Australia’s competition watchdog plans to grant bulk wheat port code exemptions to Riordan Grain Services at the Port of Geelong and Semaphore Container Services at Port Adelaide.
The proposed exemptions will mean Riordan and Semaphore would not need to comply with some parts of the Port Terminal Access (Bulk Wheat) Code of Conduct, which applies to all grain handlers, but is targeted at major players.
Australian Competition and Consumer Commission commissioner Cristina Cifuentes said the exemptions would help the smaller businesses compete with their larger rivals.

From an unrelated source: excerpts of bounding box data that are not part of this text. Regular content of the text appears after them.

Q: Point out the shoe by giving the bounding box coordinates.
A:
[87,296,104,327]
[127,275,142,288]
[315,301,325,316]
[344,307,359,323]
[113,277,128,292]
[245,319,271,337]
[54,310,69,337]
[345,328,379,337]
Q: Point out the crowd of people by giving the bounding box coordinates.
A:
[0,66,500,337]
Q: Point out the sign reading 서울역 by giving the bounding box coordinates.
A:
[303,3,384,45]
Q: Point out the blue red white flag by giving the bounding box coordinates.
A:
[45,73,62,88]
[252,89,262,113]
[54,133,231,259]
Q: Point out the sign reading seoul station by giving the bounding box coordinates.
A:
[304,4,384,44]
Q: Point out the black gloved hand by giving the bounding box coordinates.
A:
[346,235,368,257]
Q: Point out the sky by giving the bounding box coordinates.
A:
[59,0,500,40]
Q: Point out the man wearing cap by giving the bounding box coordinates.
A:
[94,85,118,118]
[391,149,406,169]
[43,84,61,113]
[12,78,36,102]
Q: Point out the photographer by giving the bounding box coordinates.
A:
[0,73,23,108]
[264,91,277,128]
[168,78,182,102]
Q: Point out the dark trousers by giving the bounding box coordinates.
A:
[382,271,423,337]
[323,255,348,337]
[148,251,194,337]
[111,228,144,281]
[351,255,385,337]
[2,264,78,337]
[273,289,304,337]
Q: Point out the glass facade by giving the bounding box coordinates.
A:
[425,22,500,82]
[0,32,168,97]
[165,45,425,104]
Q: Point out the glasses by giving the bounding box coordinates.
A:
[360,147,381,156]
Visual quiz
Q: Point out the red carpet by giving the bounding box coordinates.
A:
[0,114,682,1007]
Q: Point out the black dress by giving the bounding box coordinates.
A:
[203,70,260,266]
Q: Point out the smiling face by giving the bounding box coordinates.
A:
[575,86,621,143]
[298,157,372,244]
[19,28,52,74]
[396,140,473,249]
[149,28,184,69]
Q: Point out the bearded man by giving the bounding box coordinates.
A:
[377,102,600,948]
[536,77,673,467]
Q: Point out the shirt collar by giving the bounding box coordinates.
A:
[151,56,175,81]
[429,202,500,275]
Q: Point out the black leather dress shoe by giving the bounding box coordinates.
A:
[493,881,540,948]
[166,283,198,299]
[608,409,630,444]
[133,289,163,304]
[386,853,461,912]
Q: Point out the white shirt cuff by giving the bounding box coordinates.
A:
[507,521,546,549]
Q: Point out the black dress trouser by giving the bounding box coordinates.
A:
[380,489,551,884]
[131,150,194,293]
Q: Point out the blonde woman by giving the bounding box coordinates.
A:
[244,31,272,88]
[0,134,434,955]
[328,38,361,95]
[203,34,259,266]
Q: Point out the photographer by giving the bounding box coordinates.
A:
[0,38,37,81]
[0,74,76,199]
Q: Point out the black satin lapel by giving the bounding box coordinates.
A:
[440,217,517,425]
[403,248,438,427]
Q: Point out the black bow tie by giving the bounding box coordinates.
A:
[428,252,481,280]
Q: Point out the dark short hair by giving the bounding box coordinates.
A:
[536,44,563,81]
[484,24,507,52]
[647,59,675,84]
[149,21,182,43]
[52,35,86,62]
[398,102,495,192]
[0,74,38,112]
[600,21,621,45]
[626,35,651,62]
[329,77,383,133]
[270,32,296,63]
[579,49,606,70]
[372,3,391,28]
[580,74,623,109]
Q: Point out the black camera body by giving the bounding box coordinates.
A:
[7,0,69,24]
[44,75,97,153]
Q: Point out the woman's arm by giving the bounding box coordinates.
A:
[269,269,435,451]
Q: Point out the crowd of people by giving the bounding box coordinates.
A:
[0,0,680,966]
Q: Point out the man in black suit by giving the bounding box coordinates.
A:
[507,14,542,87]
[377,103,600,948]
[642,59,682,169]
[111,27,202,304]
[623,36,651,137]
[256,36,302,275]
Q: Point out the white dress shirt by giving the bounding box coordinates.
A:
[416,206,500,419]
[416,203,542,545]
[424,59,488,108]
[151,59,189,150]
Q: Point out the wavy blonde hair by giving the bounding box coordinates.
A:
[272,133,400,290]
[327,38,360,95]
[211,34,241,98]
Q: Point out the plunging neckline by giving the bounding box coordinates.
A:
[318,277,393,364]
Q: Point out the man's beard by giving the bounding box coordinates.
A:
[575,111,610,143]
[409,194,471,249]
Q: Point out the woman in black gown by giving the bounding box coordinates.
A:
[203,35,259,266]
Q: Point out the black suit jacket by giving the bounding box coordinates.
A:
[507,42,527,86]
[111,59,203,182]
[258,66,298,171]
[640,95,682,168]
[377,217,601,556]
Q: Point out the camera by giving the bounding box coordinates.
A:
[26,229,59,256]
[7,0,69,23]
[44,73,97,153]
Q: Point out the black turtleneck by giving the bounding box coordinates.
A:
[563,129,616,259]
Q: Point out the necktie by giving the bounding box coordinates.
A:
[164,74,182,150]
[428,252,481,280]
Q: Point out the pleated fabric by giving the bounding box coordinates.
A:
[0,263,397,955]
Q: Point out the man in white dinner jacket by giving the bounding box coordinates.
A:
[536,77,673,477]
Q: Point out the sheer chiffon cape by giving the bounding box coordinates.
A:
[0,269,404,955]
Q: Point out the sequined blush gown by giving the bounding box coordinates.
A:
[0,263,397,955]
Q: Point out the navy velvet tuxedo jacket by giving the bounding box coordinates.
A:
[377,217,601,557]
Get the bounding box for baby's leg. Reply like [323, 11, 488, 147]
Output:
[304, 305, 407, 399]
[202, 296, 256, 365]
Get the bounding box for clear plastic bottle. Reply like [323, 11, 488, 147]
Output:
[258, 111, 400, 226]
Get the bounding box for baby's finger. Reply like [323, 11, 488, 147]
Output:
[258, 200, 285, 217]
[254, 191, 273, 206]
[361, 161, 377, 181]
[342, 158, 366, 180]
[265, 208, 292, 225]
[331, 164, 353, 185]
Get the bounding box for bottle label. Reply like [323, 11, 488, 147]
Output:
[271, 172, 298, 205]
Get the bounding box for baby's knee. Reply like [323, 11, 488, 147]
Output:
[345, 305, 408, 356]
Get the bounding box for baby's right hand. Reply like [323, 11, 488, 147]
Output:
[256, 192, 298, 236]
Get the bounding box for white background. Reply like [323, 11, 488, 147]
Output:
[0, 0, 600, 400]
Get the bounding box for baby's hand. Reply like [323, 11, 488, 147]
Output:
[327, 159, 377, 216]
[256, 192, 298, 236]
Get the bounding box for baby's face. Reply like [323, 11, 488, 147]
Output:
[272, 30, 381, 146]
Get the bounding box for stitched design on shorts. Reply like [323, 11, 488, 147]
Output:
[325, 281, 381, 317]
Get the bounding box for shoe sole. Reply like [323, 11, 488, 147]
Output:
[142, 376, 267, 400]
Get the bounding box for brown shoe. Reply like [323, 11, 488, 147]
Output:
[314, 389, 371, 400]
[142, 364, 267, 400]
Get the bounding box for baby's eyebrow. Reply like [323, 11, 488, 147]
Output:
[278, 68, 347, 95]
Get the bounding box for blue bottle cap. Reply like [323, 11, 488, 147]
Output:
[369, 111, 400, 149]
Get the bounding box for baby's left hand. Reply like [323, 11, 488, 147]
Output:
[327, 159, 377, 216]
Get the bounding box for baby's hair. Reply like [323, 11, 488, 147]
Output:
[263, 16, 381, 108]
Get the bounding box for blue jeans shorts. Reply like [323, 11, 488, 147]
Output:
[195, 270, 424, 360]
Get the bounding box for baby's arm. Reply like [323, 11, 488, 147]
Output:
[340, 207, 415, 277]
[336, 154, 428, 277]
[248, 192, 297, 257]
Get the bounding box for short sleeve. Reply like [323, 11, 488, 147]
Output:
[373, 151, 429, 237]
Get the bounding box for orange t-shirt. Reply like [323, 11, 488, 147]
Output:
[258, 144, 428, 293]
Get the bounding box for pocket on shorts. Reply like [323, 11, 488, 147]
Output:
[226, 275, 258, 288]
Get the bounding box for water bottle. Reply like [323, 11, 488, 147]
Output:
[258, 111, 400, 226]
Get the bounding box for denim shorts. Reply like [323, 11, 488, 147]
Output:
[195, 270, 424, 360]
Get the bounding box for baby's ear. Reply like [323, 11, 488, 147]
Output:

“Riordan and Semaphore will both face significant competitive constraint from larger operations,,” Cifuentes said this week. “The ACCC’s preliminary view is that it is appropriate to grant exemptions to these smaller players.”
The wheat code, which commenced on 30 September 2014, regulates bulk wheat port terminal service providers to ensure that exporters have fair and transparent access to terminal facilities.
The ACCC is allowed to reduce regulation at specific terminals, where it deems it appropriate.
The decision announced this week is preliminary, and is open to submissions before July 7.
“These relatively new entrants into the market will increase choice for exporters of bulk wheat,” Cifuentes continued.
“The ACCC considers that the exemptions will provide them with greater flexibility to compete with the dominant providers.”
Riordan’s operations at the Port of Geelong compete with Emerald and GrainCorp. Without exemptions from the wheat code, the ACCC believes Riordan will continue to face strong competition for bulk wheat volumes from those terminals.
In Port Adelaide, Semaphore’s terminal will struggle to compete for wheat volumes from Viterra, the dominant provider of bulk wheat port terminal services in South Australia, and competition from LINX Cargo Care’s Port Adelaide facility.
If the preliminary rulings in each case are finalised, the respective terminals will be excluded from conditions including obligations to provide non-discriminatory access, resolve access disputes through prescribed processes, get ACCC approval for capacity allocation systems and to publish certain information.
Exempt service providers are still obliged to deal with exporters in good faith and publish information about how capacity is allocated and the current state of the shipping stem, the ACCC said.
Exempt service providers must also comply with general competition law.